The bill would require the FBI, the Justice Department, and the Department of Homeland Security to track domestic terrorism—including terror attacks committed by right-wing and white supremacist extremists—and release an annual, unclassified report on attacks.
A fact sheet from the committee, reviewed by The Daily Beast, says right-wing terrorism appears to present a more significant threat than foreign terrorism.
“The limited information available to the public shows that right-wing domestic terrorism is on the rise, and, in recent years, has presented a more dangerous threat to the homeland than international terrorism,” the fact sheet said.
"Domestic terrorism, fueled largely by a surge in white supremacist extremism, presents a growing threat to the security of our homeland,” said committee Chairman Bennie Thompson in a statement. “In 2018, the lives of 50 Americans were taken as a result of domestic extremist-related killings—all connected to right-wing extremism, and mostly tied to white supremacism. Yet, few Americans know much about what exactly the Federal government is doing to prevent domestic terrorism.”
The Anti-Defamation League, the Southern Poverty Law Center, and the Arab American Institute have all endorsed the legislation, according to the committee.
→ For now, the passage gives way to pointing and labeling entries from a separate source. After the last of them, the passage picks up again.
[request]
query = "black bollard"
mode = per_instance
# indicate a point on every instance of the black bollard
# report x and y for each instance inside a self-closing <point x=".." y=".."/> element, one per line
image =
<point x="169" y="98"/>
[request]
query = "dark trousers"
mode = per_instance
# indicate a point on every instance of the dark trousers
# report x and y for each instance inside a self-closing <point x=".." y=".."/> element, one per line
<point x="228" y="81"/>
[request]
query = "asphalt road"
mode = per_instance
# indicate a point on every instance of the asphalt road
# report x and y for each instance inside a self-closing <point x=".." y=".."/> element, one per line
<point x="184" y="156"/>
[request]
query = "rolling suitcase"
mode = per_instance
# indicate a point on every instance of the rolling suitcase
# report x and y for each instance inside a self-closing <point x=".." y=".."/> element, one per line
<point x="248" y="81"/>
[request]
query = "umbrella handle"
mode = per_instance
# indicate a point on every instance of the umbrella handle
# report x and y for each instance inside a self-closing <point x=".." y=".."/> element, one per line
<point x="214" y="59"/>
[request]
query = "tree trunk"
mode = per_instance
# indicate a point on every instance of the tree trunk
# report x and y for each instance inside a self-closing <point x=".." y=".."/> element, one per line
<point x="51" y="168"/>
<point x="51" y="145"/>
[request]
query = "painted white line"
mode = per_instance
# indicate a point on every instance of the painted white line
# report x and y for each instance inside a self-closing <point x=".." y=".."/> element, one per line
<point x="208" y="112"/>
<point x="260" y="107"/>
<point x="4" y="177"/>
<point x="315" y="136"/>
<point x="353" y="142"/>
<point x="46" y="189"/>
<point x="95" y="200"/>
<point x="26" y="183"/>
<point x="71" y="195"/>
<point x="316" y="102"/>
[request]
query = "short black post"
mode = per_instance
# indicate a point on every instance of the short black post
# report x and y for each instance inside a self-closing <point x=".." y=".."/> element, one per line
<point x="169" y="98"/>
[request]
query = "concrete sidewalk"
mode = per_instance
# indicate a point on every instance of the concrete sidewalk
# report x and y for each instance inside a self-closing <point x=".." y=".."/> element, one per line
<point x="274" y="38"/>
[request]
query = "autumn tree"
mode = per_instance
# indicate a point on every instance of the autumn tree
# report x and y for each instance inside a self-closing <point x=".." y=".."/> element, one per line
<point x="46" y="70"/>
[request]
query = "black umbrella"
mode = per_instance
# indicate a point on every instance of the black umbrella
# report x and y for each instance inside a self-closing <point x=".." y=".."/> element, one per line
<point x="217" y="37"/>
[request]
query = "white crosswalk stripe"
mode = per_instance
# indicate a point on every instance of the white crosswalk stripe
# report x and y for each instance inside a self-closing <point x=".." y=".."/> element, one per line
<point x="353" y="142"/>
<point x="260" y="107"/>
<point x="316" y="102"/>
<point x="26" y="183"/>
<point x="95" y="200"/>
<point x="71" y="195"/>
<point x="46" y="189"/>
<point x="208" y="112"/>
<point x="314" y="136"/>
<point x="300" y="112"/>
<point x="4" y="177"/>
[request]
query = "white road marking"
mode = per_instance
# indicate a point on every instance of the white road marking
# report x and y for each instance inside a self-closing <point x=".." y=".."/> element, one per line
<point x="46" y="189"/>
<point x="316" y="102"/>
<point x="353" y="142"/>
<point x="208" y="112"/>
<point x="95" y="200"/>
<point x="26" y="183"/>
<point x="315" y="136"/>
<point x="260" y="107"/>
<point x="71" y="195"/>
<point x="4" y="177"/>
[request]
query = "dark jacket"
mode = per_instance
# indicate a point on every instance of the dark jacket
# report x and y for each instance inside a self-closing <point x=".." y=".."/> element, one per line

The bill currently has 18 co-sponsors, all Democrats.
It comes as domestic terror attacks—including on places of worship—have left dozens of Americans dead. In April, on the last day of Passover, a shooter attacked a synagogue in Poway, California, killing one woman and injuring three other people. And last October, a shooter killed 11 people at a synagogue in Pittsburgh.
Meanwhile, federal law enforcement has faced scrutiny over its prioritization of the growing domestic terror threat. In April, The Daily Beast reported that DHS disbanded a unit of intelligence analysts focused on domestic terrorism—a development that has concerned lawmakers.
In the past, efforts by DHS to take on domestic terrorism have generated controversy. In April 2009, DHS analyst Daryl Johnson wrote a report warning about an upsurge in threatening activity by far right groups. Congressional Republicans said the report was an attack on conservatives, and then-DHS Sec. Janet Napolitano apologized for the report and withdrew it, as McClatchy has detailed.